Totally understand the sentiment and i hope that i am not making an $800 mistake, but I have a few friends who have sno-tek and cub cadet nearby for years with no issues, so I figure if they can do it, then the ariens should be like a knife through butter compared to those machines


Cardo111 said:


> I would decline it that’s why you’re buying an Ariens. If you are I hope. That is a very good deal.


Just ordered the Ariens 24. 10% coupon worked, amex sent me the email confirming I will the their 10%, now fingers crossed on the last 12% from ebates!


----------



## obionekenobi (Sep 3, 2015)

I have the Ariens Deluxe 24 model with a 254cc engine. Have had it for the past 3 seasons and it's been great. Not under powered at all. It handles the EOD plow mix very well and will throw most snow 50ft. Only problem I have sometimes is getting over the ice that builds up on the end of driveway curb area. Wish I had a tracked model for that but otherwise I am very happy with the Deluxe 24.


----------



## 1132le (Feb 23, 2017)

obionekenobi said:


> I have the Ariens Deluxe 24 model with a 254cc engine. Have had it for the past 3 seasons and it's been great. Not under powered at all. It handles the EOD plow mix very well and will throw most snow 50ft. Only problem I have sometimes is getting over the ice that builds up on the end of driveway curb area. Wish I had a tracked model for that but otherwise I am very happy with the Deluxe 24.

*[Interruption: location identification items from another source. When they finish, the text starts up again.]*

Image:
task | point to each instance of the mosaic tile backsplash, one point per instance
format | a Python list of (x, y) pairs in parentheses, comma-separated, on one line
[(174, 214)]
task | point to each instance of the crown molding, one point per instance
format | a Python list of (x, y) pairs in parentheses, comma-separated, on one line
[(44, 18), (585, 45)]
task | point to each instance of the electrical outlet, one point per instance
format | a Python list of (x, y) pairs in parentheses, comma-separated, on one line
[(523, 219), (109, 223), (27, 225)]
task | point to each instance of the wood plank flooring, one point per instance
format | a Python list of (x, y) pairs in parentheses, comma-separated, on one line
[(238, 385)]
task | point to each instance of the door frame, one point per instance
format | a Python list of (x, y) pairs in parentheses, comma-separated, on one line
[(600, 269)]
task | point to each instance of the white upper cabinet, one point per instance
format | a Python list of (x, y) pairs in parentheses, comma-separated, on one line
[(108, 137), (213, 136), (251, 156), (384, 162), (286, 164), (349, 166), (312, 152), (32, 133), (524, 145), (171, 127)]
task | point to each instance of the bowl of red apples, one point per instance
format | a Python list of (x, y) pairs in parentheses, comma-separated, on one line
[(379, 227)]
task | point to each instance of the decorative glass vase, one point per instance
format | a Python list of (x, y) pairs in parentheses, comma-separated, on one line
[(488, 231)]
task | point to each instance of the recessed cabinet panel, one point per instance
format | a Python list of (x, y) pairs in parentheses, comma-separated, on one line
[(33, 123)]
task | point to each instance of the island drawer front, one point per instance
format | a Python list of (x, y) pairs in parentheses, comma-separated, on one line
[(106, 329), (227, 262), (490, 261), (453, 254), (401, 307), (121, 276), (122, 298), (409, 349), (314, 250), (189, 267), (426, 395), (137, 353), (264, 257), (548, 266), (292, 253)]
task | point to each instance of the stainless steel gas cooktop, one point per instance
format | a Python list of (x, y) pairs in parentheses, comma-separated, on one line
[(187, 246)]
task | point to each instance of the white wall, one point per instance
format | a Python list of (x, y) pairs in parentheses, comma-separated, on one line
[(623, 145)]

Well this video disagrees with you
the deluxe 24 is lucky to throw the best snow 40 feet with the wind

the blower is struggling in less then 12 inch plow pile blowing 15 feet and he has has to go in 1st gear as to not stall the blower
if that was a wet 3 or 4 foot plow pile it would be even worse
a wet snow it would struggle like that the entire driveway with 16 inches of snow


----------



## Cardo111 (Feb 16, 2015)

Just ordered the Ariens 24. 10% coupon worked, amex sent me the email confirming I will the their 10%, now fingers crossed on the last 12% from ebates![/QUOTE]

Congrats! You must feel relieved that it is over with, I think you will be happy with your choice and at that price, well bought.


----------



## obionekenobi (Sep 3, 2015)

1132le said:


> Well this video disagrees with you
> the deluxe 24 is lucky to throw the best snow 40 feet with the wind
> 
> the blower is struggling in less then 12 inch plow pile blowing 15 feet and he has has to go in 1st gear as to not stall the blower
> ...


LOL Okay? Well like I said I own a 24in Deluxe not a 28 and it works very well. You found a video that disagrees with me and that is supposed to change my mind after owning this machine for over three years and countless heavy snowfalls and many hours of use? Give me a break man. Would it benefit from additional power sure, does it need it? No not at all. That might be true for the 28inch machine because it has a larger bucket but it has not been an issue for me with the 24inch machine.


----------



## 1132le (Feb 23, 2017)

obionekenobi said:


> LOL Okay? Well like I said I own a 24in Deluxe not a 28 and it works very well. You found a video that disagrees with me and that is supposed to change my mind after owning this machine for over three years and countless heavy snowfalls and many hours of use? Give me a break man. Would it benefit from additional power sure, does it need it? No not at all. That might be true for the 28inch machine because it has a larger bucket but it has not been an issue for me with the 24inch machine.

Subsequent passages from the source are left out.